The third question in the case is whether the Constitution allows Congress to give the SEC’s administrative law judges protection from removal. Here, the key authority is the Supreme Court’s 2010 decision in Free Enterprise Fund v. Public Company, which held that Congress impermissibly limited the president’s executive power when it imposed “multiple” levels of tenure protection – so that an inferior officer could only be removed for cause by a principal officer, who could also be removed only for cause. Chief Justice John Roberts reasoned for the majority in that case that the president “cannot” fulfill his constitutional obligation to “‘take Care that the Laws be faithfully executed’ if he cannot oversee the faithfulness of the officers that execute them.”
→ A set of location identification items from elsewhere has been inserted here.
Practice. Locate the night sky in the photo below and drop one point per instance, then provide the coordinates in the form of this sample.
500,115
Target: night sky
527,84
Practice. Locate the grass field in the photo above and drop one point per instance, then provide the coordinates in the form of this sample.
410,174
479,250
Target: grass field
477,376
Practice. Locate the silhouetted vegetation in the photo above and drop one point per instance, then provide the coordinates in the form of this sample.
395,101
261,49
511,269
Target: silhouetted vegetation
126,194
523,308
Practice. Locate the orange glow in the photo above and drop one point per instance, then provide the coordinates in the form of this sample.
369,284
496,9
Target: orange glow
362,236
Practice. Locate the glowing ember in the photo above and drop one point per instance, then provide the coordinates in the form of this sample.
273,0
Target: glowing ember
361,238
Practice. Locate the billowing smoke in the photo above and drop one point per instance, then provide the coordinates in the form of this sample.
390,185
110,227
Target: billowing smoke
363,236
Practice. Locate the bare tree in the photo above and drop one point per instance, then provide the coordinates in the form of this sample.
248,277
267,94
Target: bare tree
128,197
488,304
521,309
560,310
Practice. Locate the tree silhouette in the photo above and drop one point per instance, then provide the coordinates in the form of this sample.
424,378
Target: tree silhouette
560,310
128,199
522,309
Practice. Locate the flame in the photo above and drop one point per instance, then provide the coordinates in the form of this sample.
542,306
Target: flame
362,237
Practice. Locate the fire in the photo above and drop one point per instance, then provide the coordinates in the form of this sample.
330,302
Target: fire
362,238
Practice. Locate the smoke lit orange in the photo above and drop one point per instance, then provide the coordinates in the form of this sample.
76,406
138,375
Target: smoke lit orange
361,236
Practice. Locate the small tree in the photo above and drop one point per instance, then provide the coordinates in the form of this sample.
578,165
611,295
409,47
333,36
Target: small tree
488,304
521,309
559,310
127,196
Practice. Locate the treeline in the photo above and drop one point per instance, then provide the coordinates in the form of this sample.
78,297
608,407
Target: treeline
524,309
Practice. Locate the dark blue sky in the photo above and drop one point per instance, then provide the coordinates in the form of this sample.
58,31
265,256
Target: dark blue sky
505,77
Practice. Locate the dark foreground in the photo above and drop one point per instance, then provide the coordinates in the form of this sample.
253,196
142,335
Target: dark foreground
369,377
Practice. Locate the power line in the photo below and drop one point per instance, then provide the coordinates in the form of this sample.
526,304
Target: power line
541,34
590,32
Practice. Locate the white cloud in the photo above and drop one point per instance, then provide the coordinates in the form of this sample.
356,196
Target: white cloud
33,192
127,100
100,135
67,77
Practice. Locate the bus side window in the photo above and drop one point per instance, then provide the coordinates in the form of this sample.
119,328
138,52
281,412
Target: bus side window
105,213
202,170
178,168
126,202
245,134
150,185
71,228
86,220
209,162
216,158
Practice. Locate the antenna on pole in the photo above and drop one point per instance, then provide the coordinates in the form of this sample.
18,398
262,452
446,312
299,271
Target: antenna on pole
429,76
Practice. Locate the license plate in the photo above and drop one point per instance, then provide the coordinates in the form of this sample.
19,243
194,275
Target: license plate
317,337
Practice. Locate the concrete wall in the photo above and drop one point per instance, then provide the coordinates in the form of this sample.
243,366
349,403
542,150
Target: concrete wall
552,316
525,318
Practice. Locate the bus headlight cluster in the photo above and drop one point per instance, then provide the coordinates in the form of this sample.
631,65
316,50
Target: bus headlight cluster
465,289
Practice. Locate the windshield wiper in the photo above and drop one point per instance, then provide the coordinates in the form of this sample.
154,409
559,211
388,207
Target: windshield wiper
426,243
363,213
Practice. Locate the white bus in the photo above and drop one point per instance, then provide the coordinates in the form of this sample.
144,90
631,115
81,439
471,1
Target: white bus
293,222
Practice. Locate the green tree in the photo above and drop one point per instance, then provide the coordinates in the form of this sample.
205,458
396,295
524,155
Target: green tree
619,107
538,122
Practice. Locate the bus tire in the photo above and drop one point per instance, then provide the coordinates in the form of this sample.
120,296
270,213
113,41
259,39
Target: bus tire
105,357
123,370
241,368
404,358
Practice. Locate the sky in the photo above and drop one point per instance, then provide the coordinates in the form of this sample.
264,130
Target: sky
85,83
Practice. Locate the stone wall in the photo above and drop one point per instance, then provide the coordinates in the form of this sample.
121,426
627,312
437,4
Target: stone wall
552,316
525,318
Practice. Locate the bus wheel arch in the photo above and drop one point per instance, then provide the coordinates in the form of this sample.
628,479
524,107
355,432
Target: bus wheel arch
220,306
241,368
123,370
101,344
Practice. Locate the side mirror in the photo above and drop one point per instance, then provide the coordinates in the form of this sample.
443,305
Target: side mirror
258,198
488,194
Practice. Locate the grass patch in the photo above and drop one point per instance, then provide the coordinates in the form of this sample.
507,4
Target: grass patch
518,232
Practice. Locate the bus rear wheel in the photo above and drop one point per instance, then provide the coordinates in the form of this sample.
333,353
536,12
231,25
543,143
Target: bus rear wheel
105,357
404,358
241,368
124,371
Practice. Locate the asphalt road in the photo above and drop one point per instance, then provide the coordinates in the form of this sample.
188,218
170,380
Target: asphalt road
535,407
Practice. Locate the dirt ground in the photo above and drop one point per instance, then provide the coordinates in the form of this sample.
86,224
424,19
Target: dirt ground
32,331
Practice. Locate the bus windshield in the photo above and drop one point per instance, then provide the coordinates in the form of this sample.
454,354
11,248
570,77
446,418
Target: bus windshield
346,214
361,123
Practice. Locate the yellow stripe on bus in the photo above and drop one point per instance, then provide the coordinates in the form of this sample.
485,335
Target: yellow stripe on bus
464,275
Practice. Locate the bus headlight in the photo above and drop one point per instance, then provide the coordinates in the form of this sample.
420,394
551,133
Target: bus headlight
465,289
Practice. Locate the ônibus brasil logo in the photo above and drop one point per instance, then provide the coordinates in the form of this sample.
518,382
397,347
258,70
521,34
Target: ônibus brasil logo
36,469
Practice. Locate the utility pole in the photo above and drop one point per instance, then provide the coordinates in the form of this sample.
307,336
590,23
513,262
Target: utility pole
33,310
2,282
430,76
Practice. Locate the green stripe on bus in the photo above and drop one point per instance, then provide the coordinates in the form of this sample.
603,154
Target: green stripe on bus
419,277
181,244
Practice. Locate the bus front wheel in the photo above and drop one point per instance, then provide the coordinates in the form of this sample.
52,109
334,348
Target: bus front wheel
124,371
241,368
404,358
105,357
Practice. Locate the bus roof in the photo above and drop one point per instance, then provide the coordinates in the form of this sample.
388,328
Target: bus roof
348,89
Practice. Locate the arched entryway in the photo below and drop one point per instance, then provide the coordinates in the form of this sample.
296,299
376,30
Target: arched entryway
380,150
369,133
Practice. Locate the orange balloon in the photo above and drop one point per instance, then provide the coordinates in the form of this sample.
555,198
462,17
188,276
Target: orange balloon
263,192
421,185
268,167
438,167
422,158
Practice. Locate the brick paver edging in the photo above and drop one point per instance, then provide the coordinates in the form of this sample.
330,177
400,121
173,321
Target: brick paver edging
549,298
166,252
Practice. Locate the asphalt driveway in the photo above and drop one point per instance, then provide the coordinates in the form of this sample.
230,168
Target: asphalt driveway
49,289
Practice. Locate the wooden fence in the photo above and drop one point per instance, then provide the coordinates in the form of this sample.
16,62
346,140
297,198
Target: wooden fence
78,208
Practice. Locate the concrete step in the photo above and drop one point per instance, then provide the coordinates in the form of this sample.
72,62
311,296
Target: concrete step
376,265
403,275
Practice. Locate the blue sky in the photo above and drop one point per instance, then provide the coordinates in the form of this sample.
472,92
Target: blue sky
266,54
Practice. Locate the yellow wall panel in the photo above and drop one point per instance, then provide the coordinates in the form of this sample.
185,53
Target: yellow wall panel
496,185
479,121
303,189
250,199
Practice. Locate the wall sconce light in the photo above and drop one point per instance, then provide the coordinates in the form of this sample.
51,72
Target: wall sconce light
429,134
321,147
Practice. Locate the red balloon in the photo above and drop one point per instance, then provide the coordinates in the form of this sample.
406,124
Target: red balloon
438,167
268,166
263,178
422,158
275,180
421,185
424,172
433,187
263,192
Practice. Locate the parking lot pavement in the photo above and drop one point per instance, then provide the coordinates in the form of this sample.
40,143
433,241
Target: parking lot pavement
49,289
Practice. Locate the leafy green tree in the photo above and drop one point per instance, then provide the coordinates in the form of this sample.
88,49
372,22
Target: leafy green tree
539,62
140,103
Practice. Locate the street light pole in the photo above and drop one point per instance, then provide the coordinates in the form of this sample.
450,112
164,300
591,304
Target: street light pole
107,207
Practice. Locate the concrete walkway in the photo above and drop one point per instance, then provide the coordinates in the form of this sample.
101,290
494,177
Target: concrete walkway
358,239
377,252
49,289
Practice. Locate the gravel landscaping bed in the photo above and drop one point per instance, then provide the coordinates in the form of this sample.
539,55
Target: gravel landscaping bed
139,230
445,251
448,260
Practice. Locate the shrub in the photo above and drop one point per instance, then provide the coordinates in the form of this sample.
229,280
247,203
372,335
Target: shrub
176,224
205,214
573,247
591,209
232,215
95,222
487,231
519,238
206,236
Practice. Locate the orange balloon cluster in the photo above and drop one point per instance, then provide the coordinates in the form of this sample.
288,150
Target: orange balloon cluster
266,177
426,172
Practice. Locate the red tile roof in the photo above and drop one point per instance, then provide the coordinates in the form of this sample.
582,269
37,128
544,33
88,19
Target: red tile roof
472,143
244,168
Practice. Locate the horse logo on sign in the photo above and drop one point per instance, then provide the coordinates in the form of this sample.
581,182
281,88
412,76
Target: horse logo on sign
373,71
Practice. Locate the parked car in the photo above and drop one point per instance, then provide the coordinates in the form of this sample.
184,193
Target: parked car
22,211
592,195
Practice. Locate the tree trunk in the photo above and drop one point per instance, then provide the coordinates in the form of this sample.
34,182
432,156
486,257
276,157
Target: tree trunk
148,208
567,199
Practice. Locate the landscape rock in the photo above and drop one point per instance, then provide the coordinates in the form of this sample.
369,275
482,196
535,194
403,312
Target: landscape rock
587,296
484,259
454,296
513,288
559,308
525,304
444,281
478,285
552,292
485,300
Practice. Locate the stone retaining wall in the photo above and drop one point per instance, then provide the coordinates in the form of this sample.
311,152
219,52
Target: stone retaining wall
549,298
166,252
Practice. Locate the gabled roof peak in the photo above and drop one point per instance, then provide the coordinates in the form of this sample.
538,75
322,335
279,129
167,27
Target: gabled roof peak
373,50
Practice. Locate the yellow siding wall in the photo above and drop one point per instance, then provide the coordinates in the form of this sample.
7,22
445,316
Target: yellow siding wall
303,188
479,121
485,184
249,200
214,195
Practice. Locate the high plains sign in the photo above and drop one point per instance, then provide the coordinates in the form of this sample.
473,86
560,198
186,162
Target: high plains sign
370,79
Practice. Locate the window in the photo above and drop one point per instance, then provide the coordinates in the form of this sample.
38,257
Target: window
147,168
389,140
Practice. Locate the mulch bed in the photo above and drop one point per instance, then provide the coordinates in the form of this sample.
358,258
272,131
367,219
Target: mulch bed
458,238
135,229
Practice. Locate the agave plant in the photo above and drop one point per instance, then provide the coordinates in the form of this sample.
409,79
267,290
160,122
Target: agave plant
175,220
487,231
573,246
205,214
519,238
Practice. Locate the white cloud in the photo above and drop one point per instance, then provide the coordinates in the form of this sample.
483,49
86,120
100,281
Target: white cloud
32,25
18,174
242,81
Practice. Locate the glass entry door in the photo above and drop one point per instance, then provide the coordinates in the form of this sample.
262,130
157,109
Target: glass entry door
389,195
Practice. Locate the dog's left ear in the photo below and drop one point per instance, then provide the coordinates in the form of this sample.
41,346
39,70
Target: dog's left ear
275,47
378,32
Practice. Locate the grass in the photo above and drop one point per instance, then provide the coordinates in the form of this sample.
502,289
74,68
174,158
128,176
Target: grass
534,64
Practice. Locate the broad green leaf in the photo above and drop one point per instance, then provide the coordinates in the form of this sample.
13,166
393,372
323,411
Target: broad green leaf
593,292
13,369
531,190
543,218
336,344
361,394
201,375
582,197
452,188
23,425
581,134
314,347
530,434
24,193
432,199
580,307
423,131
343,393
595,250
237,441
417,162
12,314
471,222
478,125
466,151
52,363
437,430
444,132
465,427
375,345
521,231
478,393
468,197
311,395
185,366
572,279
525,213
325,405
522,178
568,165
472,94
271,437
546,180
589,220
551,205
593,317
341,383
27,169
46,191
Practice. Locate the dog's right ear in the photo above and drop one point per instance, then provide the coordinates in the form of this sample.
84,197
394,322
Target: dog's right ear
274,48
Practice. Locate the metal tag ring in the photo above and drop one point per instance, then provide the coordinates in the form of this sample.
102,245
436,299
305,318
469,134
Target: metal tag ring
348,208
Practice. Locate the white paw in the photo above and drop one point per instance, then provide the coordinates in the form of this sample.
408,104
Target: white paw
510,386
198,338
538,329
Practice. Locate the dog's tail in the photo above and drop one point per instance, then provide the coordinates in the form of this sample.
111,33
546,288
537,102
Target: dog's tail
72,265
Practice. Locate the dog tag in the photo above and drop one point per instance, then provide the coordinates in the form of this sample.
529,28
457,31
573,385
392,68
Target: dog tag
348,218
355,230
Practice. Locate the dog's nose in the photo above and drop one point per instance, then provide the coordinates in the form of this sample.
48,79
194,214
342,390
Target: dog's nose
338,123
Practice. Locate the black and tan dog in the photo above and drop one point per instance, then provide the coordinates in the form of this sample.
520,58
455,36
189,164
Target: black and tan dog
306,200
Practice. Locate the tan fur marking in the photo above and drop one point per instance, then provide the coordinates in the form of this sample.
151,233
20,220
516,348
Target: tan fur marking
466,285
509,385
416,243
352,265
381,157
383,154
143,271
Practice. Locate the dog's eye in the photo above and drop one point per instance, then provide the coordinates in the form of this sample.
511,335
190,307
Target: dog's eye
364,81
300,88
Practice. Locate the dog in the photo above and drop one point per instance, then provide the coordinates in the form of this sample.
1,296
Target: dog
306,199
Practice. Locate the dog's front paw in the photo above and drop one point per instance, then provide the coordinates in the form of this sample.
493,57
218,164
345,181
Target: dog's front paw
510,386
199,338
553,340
Jarkesy has a simple argument here, because it is difficult to contest that the SEC’s administrative law judges have two tiers of protection against removal without cause. The government’s argument, essentially, is that Free Enterprise Fund applies only to “policymakers,” not to “adjudicators.” Roberts left that question open in Free Enterprise Fund, and the government pleads for an answer in its favor in this case, arguing that Congress surely can offer the agency more “leeway” to protect adjudicators. In substance, it is a plea that the administrative state requires tenure protection for adjudicators to provide any semblance of a fair process for adjudicating claims brought by the agency. The government pointedly notes that administrative law judges have had such protections since the original adoption of the Administrative Procedure Act shortly after World War II, and it decries the widespread disruption affirmance would wreak.
The summary above should make it clear that a complete affirmance of the 5th Circuit’s decision probably would be the most important administrative law decision of the last half-century. That suggests of course a pretty strong likelihood that several of the justices will be reluctant to go nearly so far. The argument should give a lot of insight as to which of the three challenges is likely to survive.